Introduce concept of MINIMIZING COST func, can be done with GD.
GD has a gradient, in the case of MNIST with say with some number of hidden layers, then the gradient would be DIRECTION of steepest descent in 1000s dimension.
Thus, a NN LEARNS via GD, where GD UPDATES network PARAMETER weights to IMPROVE TOTAL LOSS.
What does back propagation do in NNs?
Given output layer prediction results, we want the NN to ADJUST its ACTIVATED prediction/output to reduce SSR cost value at an epoch.

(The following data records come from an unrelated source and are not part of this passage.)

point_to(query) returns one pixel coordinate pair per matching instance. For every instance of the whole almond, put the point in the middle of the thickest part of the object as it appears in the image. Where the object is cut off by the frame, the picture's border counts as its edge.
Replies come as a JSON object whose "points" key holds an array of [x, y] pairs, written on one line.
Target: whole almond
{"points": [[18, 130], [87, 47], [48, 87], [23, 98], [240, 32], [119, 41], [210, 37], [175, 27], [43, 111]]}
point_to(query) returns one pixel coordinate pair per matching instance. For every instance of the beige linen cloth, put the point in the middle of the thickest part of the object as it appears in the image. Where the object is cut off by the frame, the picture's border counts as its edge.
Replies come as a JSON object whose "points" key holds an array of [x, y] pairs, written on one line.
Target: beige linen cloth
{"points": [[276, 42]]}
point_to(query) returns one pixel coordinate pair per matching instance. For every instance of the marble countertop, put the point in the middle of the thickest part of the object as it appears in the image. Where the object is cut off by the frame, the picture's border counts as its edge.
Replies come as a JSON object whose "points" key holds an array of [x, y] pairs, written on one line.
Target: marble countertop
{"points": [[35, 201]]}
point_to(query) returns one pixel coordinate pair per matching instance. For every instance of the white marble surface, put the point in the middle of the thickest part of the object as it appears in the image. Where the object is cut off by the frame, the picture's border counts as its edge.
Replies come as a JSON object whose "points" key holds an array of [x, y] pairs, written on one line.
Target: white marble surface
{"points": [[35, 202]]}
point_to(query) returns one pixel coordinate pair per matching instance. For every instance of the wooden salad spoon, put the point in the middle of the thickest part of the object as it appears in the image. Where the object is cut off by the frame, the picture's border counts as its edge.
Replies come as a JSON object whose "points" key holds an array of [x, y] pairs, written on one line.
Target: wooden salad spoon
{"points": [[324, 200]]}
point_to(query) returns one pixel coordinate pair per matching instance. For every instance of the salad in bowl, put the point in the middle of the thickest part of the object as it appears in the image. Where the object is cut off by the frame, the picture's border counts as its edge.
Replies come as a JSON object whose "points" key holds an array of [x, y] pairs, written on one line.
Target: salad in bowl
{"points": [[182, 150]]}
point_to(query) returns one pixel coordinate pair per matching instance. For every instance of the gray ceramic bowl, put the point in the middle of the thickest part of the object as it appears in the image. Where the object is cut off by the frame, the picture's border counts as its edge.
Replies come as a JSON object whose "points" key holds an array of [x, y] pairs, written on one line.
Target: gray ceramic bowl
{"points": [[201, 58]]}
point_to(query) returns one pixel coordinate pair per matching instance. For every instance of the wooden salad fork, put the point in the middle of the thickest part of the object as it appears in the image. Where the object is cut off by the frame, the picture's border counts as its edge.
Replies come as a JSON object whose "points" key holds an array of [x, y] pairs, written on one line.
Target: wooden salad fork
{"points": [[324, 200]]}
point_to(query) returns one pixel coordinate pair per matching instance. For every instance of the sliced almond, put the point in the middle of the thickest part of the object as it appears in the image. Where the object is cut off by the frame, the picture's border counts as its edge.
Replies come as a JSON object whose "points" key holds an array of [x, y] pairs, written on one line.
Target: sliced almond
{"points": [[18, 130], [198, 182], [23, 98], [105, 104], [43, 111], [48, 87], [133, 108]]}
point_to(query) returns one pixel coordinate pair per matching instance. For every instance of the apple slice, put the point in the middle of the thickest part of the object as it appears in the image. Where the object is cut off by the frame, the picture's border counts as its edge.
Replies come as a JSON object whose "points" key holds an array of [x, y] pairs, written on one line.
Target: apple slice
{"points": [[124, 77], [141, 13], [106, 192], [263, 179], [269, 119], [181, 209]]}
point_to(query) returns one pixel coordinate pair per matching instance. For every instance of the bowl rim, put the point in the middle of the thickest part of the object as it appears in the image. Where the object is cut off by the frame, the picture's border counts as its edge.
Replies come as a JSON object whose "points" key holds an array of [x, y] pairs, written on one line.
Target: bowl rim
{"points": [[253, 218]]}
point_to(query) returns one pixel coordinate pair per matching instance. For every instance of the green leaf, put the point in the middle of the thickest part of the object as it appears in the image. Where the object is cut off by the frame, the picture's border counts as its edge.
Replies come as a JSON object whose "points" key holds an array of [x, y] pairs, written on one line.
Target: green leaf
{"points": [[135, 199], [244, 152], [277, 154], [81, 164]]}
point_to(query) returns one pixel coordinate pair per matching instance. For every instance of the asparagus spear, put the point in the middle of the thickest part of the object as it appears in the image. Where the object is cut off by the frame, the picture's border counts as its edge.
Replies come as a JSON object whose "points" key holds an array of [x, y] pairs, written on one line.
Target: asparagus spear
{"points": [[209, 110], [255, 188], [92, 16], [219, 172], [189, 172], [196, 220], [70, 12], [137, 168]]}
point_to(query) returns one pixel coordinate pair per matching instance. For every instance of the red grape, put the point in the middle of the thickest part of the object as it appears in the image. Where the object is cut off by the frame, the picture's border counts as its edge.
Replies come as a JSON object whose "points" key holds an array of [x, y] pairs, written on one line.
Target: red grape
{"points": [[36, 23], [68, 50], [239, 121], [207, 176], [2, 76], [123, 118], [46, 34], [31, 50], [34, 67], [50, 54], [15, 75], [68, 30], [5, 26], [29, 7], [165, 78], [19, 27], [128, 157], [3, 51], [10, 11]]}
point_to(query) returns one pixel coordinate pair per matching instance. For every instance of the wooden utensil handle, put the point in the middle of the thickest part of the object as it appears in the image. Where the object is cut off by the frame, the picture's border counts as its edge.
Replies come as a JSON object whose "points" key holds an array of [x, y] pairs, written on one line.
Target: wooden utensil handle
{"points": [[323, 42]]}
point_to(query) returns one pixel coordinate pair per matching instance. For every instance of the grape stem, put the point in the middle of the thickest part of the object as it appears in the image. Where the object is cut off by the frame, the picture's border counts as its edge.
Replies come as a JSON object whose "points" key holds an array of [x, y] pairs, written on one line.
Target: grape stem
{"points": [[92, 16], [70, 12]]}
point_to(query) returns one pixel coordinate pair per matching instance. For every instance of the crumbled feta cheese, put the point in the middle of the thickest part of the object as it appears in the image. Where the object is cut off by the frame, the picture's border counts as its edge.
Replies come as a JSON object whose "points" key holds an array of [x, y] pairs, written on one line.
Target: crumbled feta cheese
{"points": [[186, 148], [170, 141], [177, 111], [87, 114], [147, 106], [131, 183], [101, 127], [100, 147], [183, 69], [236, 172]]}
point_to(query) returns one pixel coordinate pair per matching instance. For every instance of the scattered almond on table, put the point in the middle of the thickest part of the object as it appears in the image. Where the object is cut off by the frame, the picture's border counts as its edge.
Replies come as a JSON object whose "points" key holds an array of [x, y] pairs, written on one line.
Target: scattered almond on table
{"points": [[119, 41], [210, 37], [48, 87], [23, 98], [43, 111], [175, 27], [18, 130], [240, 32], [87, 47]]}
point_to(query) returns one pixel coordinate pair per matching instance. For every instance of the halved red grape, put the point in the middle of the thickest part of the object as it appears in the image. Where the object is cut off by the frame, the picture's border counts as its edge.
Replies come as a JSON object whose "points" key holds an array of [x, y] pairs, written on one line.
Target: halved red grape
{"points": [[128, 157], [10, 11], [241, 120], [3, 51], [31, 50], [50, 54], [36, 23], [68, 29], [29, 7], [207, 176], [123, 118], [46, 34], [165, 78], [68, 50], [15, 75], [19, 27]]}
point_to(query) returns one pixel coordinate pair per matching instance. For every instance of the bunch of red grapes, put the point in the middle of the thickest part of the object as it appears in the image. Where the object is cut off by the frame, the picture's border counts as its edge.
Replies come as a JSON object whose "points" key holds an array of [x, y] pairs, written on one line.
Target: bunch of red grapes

Recall a node is an ACTIVATION VALUE resulting from WTD SUM of prev activations FED FWD plus a bias. Then to affect the activation value, we can change activations ai, weights wi, bias b in the node activation func.
Hebbian theory: “Neurons that wire together, fire together”. By this idea, update PREVIOUS activations to IMPROVE mini-batch GD result.
Given supervised target, we KNOW what we WANT to happen in the PENULTIMATE hidden layer. To obtain this DESIRED supervised result, PROPAGATE RELATIVE weight and bias adjustments BACKWARDS so that PENULTIMATE activations NUDGED TOWARD the desired SUPERVISED target.